Jelang pagi sekitar pukul 06 WIB. Kami sampai di daerah Ciomas. Hujan turun tanpa jeda, sesekali kami terpaksa berhenti mencari tempat ngaub (berteduh).
Beberapa kali kami merapat ke rumah penduduk sekitar pinggir jalan untuk menghindari basa kuyup dari terpaan air hujan.
Ada yang menarik, saat kami mencari sarapan pagi di sekitar wilayah Ciomas tersebut. Harga dua porsi lontong sayur penuh, satu gorengan bakwan plus teh hangat dibanderol murah hanya Rp.12 ribu saja.
Cukup murah jika dibandingkan harga di Bekasi, Jakarta dan sekitarnya. Suasana perkampungan memang terasa di kampung tersebut, mayoritas warganya memelihara burung perkutut, kutilang, tekukur dan burung ocehan kampung lainnya. Jadi pagi itu terasa nuansa alam, burung berkicau sambil menikmati pemandangan pohon kelapa yang menjulang tinggi di sudut-sudut pedesaan.
Hari semakin siang, matahari nampak diufuk timur dan hilir mudik warga sekitar mulai kembali beraktifitas. Beberapa angkot berwarna kuning polos sesekali melintas, melaju dengan kencang lantaran jalan yang mulus dan lurus memanjang.
Setelah sarapan pagi, kami kembali menyalakan motor, meluncur ke tujuan awal, Caringin, Banten.
Hujan kembali turun, semakin deras dan sesekali dibarengi angin kencang, dan pohon tumbang dipinggir jalan raya membuat kami harus menepi lagi.
Beberapa kali kami menepi di pinggir jalan sebab hujan kadang hadir begitu saja, tanpa memberi kabar terlebih dahulu. Sebentar hujan, sebentar reda. Begitu ritme saat kami melanjutkan perjalanan dari Ciomas hingga Labuan.

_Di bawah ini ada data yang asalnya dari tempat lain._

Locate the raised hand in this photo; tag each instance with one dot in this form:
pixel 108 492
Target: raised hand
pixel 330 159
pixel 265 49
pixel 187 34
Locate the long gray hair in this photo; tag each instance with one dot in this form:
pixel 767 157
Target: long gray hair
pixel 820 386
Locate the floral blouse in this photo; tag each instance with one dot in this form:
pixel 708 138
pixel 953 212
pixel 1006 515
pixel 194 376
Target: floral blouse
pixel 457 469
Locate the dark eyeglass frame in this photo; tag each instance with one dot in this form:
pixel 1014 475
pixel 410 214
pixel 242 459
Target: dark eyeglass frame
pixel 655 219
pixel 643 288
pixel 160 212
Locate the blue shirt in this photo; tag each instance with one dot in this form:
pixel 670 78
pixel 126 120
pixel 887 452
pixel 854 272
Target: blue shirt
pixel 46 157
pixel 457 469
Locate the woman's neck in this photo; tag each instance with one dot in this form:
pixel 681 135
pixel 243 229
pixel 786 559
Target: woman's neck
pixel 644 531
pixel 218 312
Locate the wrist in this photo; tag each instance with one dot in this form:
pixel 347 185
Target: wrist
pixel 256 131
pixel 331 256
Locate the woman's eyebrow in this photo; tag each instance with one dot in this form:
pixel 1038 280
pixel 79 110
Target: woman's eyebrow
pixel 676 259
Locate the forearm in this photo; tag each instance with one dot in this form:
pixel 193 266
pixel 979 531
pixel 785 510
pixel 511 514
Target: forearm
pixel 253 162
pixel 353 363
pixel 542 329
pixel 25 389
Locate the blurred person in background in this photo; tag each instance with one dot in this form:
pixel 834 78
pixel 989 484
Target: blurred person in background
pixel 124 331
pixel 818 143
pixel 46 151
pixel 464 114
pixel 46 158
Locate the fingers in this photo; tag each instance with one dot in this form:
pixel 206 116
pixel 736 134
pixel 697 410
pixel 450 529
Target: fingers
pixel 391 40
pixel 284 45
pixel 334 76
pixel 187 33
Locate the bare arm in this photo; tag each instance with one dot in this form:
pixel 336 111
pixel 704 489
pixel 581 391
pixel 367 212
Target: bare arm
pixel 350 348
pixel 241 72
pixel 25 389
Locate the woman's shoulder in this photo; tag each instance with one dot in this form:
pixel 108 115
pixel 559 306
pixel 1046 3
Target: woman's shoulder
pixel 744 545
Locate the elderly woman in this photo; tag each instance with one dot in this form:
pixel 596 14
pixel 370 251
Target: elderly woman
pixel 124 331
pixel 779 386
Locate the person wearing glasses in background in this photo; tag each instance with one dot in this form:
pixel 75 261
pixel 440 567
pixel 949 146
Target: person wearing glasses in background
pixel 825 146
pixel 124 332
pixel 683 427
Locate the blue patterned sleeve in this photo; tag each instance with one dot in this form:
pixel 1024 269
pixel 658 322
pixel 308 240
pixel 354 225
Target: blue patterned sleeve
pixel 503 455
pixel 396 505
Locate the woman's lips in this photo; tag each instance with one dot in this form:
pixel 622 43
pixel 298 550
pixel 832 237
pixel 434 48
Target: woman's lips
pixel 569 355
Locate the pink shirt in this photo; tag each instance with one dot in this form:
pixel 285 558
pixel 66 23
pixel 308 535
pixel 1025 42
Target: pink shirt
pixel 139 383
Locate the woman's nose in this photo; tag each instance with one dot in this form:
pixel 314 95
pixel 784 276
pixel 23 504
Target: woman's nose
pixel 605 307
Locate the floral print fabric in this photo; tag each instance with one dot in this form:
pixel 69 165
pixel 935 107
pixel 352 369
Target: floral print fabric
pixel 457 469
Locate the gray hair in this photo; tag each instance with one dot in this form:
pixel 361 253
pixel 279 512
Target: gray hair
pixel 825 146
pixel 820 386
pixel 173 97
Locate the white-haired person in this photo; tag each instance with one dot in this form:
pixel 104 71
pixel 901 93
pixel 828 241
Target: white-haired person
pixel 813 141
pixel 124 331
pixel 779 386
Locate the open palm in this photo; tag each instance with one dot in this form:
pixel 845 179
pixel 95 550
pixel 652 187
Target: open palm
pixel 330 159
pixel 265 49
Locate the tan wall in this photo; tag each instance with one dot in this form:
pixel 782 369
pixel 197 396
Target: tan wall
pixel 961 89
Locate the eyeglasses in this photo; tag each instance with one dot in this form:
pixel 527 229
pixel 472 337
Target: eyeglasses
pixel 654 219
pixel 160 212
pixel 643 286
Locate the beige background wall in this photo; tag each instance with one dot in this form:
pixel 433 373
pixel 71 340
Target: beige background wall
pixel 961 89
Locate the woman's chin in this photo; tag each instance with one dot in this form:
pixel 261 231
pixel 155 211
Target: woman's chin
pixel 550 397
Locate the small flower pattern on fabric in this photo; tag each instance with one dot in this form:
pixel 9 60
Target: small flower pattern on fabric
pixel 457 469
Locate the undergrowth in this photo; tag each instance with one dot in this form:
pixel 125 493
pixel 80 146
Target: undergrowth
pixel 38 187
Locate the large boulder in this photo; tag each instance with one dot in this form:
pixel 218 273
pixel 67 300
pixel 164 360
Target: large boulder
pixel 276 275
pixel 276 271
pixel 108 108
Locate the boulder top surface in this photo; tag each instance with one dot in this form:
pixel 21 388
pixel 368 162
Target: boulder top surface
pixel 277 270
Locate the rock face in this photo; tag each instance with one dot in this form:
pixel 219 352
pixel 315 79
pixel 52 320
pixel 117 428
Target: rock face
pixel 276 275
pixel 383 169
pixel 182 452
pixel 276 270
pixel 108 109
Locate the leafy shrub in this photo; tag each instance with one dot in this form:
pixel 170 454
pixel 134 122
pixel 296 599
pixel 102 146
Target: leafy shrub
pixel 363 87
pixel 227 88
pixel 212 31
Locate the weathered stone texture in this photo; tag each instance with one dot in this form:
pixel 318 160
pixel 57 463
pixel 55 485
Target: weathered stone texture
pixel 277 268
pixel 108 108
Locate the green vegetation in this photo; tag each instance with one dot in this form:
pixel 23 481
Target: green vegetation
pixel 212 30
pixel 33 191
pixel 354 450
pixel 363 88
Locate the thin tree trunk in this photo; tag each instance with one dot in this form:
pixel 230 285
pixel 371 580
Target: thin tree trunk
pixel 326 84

Dari Labuan google map memberikan keterangan bahwa waktu jarak tempuh tinggal 32 menit lagi. Semangat kami mulai muncul kembali, sebab jaket dan pakaian kami basah kuyup yang membuat kami mager (malas gerak).
Tapi, lantaran tekad sudah bulat. Pantang pulang sebelum sampai tujuan. Belilah kami jas hujan tipis merek angsa, minimal rasa dingin di badan tidak terlalu menusuk kulit. Pakai jas bentuk plonco, tancap gas, terabas jalan yang berkelok-kelok, naik turun lembah gunung. Sesekali kami dihadang jalan berlobang, membuat laju kendaraan terpaksa harus pelan.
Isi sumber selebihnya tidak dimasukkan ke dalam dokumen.